She & Him: Volume One
Matt Ward and Zooey Deschanel make Paste’s album of the year
The sound at Park City, Utah’s Sundance House is terrible, and a chunk of the crowd is more interested in chattering and munching on hors d’oeuvres than paying attention to the duo on guitar and piano, even if it is the debut performance of what will eventually be known as She & Him—the collaboration between indie-music darling M. Ward and movie star Zooey Deschanel. This 2007 Sundance Festival audience doesn’t get high points for attentiveness—they’ve already pretty much ignored Glen Hansard of The Frames playing alongside Markéta Irglová, his co-star in the buzzing film Once.
Hansard is just another in a long line of musicians who’ve successfully
crossed over to the silver screen, following in the footsteps of Tom
Waits, Kris Kristofferson, Mos Def and Will Oldham. But the trail going
the other way—from acting to music—is littered with punchlines: Russell
Crowe, Kevin Bacon, Steven Seagal and Patrick Swayze. So, for the lucky
few paying attention, hearing Deschanel croon standards like “Mr.

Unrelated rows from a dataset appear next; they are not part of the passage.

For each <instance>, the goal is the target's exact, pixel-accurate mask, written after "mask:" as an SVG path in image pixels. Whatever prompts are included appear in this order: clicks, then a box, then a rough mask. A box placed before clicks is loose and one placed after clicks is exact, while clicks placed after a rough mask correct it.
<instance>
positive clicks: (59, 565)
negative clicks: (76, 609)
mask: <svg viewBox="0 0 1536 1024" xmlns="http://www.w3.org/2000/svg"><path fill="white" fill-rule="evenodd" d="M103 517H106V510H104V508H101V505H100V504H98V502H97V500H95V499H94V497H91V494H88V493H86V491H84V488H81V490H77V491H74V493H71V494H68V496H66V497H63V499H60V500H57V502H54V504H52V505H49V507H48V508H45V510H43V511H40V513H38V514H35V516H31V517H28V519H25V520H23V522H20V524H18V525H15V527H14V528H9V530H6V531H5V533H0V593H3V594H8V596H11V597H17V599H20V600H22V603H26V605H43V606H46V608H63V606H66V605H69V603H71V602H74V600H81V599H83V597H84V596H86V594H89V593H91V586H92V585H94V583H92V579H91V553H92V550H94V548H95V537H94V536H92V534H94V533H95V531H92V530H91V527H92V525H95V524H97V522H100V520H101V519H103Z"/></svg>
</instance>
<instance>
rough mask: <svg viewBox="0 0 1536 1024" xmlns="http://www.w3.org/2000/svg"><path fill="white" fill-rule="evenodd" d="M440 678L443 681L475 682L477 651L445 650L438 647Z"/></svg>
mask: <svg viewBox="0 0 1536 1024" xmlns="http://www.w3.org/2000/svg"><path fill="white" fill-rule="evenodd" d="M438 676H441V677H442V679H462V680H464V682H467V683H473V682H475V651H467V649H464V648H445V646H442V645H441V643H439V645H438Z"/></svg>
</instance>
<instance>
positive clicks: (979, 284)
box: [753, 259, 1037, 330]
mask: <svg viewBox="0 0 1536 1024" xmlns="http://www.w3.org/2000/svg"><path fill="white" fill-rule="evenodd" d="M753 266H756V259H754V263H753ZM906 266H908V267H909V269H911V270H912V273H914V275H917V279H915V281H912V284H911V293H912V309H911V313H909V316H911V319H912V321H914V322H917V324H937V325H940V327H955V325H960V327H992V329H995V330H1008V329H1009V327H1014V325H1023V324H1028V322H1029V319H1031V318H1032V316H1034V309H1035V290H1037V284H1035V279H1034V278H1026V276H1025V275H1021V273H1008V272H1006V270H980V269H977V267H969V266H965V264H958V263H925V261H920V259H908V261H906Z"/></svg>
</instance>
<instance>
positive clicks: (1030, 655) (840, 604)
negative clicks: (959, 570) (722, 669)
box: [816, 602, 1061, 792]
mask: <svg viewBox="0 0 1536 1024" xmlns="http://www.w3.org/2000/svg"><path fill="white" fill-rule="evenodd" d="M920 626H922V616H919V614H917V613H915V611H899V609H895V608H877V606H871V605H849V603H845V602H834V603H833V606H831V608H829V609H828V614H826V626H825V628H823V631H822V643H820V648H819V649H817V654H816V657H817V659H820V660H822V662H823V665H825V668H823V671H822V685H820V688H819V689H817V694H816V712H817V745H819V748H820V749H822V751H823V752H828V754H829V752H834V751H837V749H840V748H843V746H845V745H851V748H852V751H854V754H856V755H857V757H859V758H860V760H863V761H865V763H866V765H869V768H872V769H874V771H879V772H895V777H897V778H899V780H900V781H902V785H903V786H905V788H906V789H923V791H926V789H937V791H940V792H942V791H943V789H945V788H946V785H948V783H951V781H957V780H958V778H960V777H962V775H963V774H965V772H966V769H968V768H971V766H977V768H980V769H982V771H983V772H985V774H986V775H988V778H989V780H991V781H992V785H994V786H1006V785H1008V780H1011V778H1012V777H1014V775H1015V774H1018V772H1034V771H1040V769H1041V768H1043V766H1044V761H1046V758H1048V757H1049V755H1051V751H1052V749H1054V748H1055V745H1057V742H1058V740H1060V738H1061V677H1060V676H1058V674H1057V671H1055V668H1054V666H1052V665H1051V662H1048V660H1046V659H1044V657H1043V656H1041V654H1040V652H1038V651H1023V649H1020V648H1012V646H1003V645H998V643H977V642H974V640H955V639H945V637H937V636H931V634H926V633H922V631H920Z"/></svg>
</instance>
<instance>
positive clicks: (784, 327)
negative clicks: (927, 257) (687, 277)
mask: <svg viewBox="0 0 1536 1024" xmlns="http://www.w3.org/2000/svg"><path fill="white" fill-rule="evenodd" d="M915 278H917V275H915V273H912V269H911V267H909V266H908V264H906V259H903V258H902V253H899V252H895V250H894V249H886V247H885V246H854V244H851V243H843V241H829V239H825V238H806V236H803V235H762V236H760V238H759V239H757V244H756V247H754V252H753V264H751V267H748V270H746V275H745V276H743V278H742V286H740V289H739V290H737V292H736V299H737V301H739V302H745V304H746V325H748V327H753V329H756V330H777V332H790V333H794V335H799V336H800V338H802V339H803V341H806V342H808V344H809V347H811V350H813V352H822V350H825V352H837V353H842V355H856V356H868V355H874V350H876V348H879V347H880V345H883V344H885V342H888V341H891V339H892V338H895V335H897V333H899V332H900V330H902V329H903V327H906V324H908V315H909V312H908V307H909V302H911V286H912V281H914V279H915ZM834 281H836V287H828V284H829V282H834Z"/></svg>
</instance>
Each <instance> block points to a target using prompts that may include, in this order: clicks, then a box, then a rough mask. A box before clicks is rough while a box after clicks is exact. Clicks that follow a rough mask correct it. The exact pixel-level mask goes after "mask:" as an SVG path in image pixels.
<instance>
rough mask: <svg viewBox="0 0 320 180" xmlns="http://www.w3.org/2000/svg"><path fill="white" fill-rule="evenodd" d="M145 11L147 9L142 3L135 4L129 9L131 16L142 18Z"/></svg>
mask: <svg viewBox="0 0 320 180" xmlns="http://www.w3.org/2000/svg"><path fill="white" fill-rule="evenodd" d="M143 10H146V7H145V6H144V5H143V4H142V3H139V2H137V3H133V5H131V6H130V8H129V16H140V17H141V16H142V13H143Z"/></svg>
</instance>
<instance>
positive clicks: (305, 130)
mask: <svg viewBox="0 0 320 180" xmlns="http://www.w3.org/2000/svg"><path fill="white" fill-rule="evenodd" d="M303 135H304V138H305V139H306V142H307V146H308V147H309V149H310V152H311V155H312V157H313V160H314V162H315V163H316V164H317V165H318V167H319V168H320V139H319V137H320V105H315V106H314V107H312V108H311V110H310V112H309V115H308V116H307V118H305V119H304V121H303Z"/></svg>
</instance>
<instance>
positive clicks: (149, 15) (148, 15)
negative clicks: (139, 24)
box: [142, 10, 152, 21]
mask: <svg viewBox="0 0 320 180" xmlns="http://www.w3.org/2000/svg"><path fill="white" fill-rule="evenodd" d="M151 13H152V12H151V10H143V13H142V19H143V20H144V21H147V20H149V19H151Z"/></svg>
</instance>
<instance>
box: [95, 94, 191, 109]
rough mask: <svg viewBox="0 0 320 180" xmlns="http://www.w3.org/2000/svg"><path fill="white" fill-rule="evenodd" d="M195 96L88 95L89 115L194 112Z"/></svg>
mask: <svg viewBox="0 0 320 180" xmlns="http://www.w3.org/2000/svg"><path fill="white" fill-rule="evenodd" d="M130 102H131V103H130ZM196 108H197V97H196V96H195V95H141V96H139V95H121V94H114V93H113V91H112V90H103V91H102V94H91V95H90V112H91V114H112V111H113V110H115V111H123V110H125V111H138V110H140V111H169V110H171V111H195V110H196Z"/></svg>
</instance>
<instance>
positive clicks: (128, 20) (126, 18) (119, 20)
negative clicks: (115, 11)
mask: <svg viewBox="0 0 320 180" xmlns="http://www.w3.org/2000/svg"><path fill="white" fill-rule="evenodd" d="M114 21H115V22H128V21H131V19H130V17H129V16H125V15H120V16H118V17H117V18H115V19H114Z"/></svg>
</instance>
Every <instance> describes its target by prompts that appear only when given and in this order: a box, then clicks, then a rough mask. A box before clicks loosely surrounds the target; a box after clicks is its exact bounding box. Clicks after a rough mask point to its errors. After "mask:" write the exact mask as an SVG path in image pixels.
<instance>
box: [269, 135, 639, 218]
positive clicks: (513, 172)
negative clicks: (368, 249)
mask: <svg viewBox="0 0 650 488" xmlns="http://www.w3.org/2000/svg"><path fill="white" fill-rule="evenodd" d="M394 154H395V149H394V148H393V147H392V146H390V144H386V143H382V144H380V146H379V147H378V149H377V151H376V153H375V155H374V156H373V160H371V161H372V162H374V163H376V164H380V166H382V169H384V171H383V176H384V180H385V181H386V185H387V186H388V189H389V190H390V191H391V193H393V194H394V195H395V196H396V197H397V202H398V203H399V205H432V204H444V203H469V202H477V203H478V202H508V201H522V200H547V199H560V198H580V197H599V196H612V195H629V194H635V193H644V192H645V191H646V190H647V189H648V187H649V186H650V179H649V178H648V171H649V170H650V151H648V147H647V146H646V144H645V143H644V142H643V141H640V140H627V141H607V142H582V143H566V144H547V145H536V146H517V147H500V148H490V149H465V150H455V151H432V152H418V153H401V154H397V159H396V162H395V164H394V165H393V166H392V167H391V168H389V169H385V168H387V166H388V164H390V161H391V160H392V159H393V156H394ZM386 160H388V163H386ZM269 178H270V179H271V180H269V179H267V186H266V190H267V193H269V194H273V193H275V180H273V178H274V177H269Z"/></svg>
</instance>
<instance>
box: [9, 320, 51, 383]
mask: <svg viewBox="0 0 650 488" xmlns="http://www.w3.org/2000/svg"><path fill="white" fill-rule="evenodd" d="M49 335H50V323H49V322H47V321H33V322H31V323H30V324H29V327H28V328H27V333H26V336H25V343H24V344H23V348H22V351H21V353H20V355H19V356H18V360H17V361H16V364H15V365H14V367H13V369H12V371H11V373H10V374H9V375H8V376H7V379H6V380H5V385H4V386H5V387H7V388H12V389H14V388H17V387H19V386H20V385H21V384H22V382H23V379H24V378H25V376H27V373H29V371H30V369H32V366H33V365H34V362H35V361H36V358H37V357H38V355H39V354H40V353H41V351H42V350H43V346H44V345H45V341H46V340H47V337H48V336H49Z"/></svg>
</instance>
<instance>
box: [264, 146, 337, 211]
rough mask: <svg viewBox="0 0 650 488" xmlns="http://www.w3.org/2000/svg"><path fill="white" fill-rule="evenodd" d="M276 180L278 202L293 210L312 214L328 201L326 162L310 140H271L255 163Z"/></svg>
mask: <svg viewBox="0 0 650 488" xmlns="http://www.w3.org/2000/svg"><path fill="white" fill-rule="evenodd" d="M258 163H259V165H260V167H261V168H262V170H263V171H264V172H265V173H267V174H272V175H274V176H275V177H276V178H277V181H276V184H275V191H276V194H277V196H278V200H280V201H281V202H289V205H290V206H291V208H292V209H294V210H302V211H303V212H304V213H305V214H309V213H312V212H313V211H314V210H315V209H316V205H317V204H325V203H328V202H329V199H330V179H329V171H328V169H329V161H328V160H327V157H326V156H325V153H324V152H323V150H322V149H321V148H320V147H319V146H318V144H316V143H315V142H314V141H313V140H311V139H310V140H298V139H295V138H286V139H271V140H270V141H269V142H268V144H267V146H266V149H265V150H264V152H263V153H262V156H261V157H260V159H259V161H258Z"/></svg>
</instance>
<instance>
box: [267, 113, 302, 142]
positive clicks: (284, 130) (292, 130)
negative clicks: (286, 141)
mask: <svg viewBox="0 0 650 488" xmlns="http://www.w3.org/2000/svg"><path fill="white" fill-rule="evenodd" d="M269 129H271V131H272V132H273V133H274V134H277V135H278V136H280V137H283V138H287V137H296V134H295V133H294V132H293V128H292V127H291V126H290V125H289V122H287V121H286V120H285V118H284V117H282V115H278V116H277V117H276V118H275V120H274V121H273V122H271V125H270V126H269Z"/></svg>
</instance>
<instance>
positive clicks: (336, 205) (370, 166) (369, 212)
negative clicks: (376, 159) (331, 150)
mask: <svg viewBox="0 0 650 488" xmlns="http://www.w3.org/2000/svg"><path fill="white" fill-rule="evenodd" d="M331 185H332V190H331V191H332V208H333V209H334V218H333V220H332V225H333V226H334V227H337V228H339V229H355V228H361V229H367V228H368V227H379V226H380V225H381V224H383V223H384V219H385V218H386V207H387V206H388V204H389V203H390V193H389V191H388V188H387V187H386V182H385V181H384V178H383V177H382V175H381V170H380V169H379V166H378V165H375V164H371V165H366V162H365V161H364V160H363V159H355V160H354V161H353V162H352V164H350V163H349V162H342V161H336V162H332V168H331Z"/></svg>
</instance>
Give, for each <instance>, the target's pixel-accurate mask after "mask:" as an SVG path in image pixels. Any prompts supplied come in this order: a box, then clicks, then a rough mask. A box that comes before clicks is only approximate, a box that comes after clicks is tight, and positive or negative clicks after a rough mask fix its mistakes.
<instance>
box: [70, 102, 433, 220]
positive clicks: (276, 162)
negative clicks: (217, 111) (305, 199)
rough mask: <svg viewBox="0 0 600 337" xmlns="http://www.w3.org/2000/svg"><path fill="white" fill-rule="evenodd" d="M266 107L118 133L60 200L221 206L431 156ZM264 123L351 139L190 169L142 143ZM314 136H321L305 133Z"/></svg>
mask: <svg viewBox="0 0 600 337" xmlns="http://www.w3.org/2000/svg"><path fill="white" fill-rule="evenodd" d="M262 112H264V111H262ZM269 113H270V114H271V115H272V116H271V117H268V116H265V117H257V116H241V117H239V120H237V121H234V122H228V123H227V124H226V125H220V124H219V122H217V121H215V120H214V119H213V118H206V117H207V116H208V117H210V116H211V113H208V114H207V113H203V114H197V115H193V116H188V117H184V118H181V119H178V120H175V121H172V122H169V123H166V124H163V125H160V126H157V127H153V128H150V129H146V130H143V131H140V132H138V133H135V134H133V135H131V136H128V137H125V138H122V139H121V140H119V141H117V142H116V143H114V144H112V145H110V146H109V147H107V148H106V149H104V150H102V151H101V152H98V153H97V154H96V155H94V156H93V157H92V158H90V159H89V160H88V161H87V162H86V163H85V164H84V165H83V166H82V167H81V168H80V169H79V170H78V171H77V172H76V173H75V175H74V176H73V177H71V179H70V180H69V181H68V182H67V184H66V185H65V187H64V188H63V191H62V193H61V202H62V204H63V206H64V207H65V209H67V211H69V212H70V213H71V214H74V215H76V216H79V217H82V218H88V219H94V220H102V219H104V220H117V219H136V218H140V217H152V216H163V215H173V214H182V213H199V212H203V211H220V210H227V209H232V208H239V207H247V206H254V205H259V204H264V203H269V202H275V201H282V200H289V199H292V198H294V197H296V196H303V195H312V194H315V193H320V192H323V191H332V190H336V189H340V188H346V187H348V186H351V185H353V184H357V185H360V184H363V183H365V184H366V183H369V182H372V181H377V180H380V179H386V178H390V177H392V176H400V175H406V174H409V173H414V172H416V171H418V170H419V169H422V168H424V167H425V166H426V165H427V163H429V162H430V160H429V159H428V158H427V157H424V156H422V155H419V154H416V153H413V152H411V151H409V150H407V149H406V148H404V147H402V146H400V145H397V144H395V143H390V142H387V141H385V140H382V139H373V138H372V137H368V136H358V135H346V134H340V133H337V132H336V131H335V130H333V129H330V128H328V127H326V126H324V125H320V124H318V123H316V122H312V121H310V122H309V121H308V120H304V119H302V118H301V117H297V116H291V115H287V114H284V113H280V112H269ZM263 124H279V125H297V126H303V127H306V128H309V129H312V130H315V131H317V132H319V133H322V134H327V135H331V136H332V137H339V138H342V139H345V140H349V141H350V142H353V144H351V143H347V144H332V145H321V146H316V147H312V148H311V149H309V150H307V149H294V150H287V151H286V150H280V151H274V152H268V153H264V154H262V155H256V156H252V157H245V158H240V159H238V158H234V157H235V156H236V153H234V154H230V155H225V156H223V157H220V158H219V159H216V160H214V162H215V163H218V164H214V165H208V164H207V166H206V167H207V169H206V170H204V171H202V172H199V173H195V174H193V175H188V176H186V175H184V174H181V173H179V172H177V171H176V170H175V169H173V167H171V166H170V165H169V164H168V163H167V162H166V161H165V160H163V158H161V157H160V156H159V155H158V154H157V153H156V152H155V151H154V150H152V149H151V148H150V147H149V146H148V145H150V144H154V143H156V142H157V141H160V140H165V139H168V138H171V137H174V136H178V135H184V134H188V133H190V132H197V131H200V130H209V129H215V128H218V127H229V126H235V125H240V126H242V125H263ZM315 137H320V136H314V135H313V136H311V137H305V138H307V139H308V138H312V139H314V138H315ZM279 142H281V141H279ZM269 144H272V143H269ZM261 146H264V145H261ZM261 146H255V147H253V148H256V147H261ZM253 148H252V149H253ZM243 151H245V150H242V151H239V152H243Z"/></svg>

Sandman” and “I Put a Spell on You” in her seductive soprano is a
treat. She and Ward are in town to help promote The Go-Getter, a film
that closes with the pair singing Richard & Linda Thompson’s “When
I Get to the Border” as the credits roll. Anyone with children or a
Will Ferrell fixation heard Deschanel’s lovely voice in Elf, so her
collaboration with a quirky guitarist who’s also from Southern
California isn’t a complete surprise.
Singing has long been more than Deschanel’s hobby. In 2001, she started
playing in a cabaret act with fellow actress Samantha Shelton. “I did a
lot of music and stuff in high school,” Deschanel says, “but as an
adult, I just needed a way to play music, and [the cabaret thing] was a
safe way for me to be able to sing and test out the waters. I would
transpose all the music for the band, and it’s amazing to see all the
core structures that Gershwin and Cole Porter and Rodgers and Hart
used.”
The big secret, though, were the hundreds of original songs Deschanel
had stored on her computer. She’d been writing songs since she was a
kid, and by her early 20s she was recording demos, layering vocal
harmonies over piano and guitar.
Ward convinced Deschanel to send him some of the demos, and the two
decided to record an album. The idea that this might come across as
just another Hollywood starlet’s vanity project never struck either of
them. “We talked about songs, we talked about records and music and how
to record stuff,” Ward says. “And I guess the best way for me and Zooey
is to record in some sort of bubble you create for yourself that
doesn’t really take into account Bruce Willis.”
They quickly discovered that they shared an affinity for timeless
music; they’d even grown up listening to the same oldies station in Los
Angeles, K-Earth 101. “When I met Matt,” Deschanel says, “I was like,
‘I don’t want to record with anyone else!’ It was so clear to me: ‘This
is the only person who will be able to do this. This is the guy who has
to make a record with me.’”
“After I heard all of the songs,” Ward says, “they sounded like they
all fit together in a really interesting way that I had never heard
before. I just felt like I had been exposed to this great artist that
nobody really knew about as far as her songwriting. When people think
of Zooey Deschanel, they didn’t used to think ‘songwriter.’ The whole
thing was just a complete no-brainer. These were awesome songs that
needed to be heard.”
And they are. If you would’ve suggested back when we launched the
magazine that Zooey Deschanel would write most of the songs on Paste’s
favorite record of 2008, we’d have thought that about as likely as
Arnold Schwarzenegger becoming governor of California. But the 13 songs
on Volume One are lovely throwbacks to blissful ’60s pop, tastefully
arranged and produced by the über-talented Ward. And Deschanel loves
her new career so much, plans for Volume Two are already under way.
“I would rather be a songwriter than be an actor,” she says. “I’m
grateful I’ve been so fortunate to have success as an actor, but being
a songwriter is just creatively so satisfying. I know this is silly
because I’m 28 years old, but this is all new to me, to be playing
shows—there are people who know the words to the songs and are singing
these melodies that were born in my bedroom. It’s amazing to me to give
them a life, and they go and live on their own. I feel like that’s sort
of some little microcosm of what parents feel like with children.”